The most appropriate treatment is to start short courses of antibiotics and prednisone. This patient has an acute exacerbation of COPD. In addition to short-acting bronchodilators and supplemental oxygen as needed, antibiotics and systemic glucocorticoids (such as prednisone) are indicated for treatment of acute COPD exacerbations. Acute exacerbations of COPD are mostly caused by bacterial or viral infections. The combination of cough, dyspnea, and sputum purulence that is increased from baseline generally indicates the need for antibiotics in the treatment of acute COPD exacerbations, especially in patients with severe and very severe COPD. The most common bacterial pathogens that cause exacerbations are Haemophilus influenzae, Haemophilus parainfluenzae, Streptococcus pneumoniae, and Moraxella catarrhalis. Empiric antibiotic therapy should be chosen on the basis of local bacterial resistance patterns. Commonly used regimens include an advanced macrolide, a cephalosporin, or doxycycline. Systemic glucocorticoids decrease recovery time, improve lung function, improve arterial hypoxemia, and reduce the risk of early relapse. A prednisone dose of 40 mg/d for 5 days is recommended. Earlier studies suggested a 2-week course of prednisone, but a recent study showed that a 5-day course is sufficient. A prompt follow-up visit is necessary after discharge, and pulmonary rehabilitation should be recommended.
The benefits of glucocorticoids in acute COPD exacerbation have been documented with systemic treatment and not with inhaled agents such as fluticasone. Although adding a combination of a long-acting β2-agonist (LABA) and inhaled glucocorticoid at the time of discharge may be appropriate, treating an acute exacerbation with antibiotics and an inhaled glucocorticoid would not be appropriate.

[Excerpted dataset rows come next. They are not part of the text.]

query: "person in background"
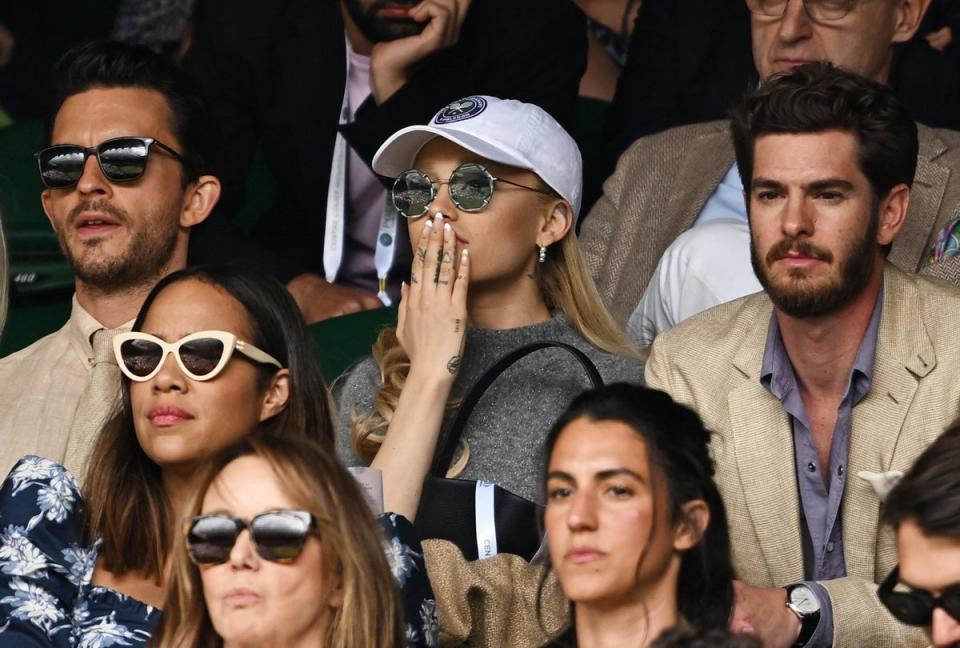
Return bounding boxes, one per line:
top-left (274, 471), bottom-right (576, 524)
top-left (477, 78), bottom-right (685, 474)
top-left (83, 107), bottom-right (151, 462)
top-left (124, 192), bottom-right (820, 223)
top-left (184, 0), bottom-right (586, 322)
top-left (110, 0), bottom-right (195, 61)
top-left (151, 436), bottom-right (428, 648)
top-left (890, 0), bottom-right (960, 130)
top-left (337, 96), bottom-right (643, 536)
top-left (878, 420), bottom-right (960, 648)
top-left (0, 268), bottom-right (333, 646)
top-left (0, 42), bottom-right (220, 476)
top-left (584, 0), bottom-right (757, 214)
top-left (581, 0), bottom-right (960, 336)
top-left (574, 0), bottom-right (642, 218)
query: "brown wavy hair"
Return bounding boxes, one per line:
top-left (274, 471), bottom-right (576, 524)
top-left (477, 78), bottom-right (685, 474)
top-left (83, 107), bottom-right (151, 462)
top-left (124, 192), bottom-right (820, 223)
top-left (149, 434), bottom-right (404, 648)
top-left (350, 189), bottom-right (638, 477)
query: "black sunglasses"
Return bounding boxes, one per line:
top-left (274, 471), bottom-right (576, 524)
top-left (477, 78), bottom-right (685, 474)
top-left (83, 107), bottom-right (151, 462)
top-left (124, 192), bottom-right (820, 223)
top-left (186, 509), bottom-right (317, 565)
top-left (877, 566), bottom-right (960, 626)
top-left (33, 137), bottom-right (189, 189)
top-left (390, 162), bottom-right (556, 218)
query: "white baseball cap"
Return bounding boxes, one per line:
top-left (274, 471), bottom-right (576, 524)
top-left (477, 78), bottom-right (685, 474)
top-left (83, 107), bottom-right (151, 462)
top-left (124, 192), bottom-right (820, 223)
top-left (373, 95), bottom-right (583, 216)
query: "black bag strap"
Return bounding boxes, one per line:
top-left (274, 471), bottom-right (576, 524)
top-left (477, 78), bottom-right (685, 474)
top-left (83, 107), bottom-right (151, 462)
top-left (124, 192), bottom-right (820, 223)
top-left (430, 342), bottom-right (603, 477)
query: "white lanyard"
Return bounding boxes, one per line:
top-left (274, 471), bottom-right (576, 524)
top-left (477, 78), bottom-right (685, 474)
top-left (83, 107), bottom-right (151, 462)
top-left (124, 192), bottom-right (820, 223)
top-left (323, 34), bottom-right (398, 306)
top-left (474, 481), bottom-right (497, 560)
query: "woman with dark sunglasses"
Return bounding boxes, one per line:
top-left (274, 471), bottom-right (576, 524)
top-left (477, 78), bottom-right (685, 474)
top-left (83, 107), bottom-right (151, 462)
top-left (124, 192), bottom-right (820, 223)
top-left (0, 268), bottom-right (333, 646)
top-left (338, 96), bottom-right (643, 536)
top-left (877, 420), bottom-right (960, 648)
top-left (151, 435), bottom-right (414, 648)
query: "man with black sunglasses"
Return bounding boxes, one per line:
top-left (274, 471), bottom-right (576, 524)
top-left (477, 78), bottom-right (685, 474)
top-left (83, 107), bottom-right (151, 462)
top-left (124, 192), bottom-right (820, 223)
top-left (878, 421), bottom-right (960, 648)
top-left (184, 0), bottom-right (586, 321)
top-left (0, 42), bottom-right (220, 479)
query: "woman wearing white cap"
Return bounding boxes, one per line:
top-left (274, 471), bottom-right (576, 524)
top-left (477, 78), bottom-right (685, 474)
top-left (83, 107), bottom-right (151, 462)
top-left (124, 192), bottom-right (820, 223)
top-left (338, 96), bottom-right (643, 536)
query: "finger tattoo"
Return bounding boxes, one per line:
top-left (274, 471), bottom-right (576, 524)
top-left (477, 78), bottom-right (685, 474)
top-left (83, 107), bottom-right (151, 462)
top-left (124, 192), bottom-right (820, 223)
top-left (447, 355), bottom-right (463, 375)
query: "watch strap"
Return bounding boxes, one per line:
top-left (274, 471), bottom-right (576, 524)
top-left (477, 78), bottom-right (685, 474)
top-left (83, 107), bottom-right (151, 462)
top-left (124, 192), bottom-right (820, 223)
top-left (784, 585), bottom-right (820, 648)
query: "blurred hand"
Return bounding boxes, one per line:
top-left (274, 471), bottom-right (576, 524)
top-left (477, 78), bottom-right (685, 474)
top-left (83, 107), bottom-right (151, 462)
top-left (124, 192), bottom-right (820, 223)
top-left (370, 0), bottom-right (471, 105)
top-left (397, 216), bottom-right (470, 384)
top-left (924, 27), bottom-right (953, 52)
top-left (287, 272), bottom-right (383, 324)
top-left (0, 24), bottom-right (17, 67)
top-left (730, 580), bottom-right (800, 648)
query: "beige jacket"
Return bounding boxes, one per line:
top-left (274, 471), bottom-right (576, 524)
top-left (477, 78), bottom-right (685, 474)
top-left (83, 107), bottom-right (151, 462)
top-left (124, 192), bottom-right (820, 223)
top-left (646, 265), bottom-right (960, 648)
top-left (580, 121), bottom-right (960, 327)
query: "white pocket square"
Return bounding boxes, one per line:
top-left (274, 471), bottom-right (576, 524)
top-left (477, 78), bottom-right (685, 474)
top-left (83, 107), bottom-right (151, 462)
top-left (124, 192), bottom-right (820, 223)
top-left (857, 470), bottom-right (903, 501)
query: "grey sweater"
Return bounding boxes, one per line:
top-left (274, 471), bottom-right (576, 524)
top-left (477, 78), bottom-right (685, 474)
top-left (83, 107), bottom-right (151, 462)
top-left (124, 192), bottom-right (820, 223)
top-left (337, 315), bottom-right (643, 503)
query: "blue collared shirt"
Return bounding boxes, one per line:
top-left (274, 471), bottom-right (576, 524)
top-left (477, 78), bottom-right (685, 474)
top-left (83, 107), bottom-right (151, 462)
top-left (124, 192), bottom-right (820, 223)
top-left (760, 290), bottom-right (883, 646)
top-left (693, 162), bottom-right (748, 227)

Short-acting β2-agonists (albuterol) with or without short-acting anticholinergic agents are preferred for treatment of acute COPD exacerbations. Guidelines suggest adding a LABA or a combination of a LABA and an inhaled glucocorticoid at the time of discharge, in addition to the long-acting anticholinergic agent (tiotropium) that this patient was already taking. However, a combination of a LABA and an inhaled glucocorticoid (such as fluticasone/salmeterol) is not appropriate therapy during an acute COPD exacerbation.
Roflumilast is an oral phosphodiesterase-4 inhibitor that reduces airway inflammation. Roflumilast is indicated for patients with severe or very severe COPD with recurrent exacerbations; it is not indicated for use during acute exacerbations.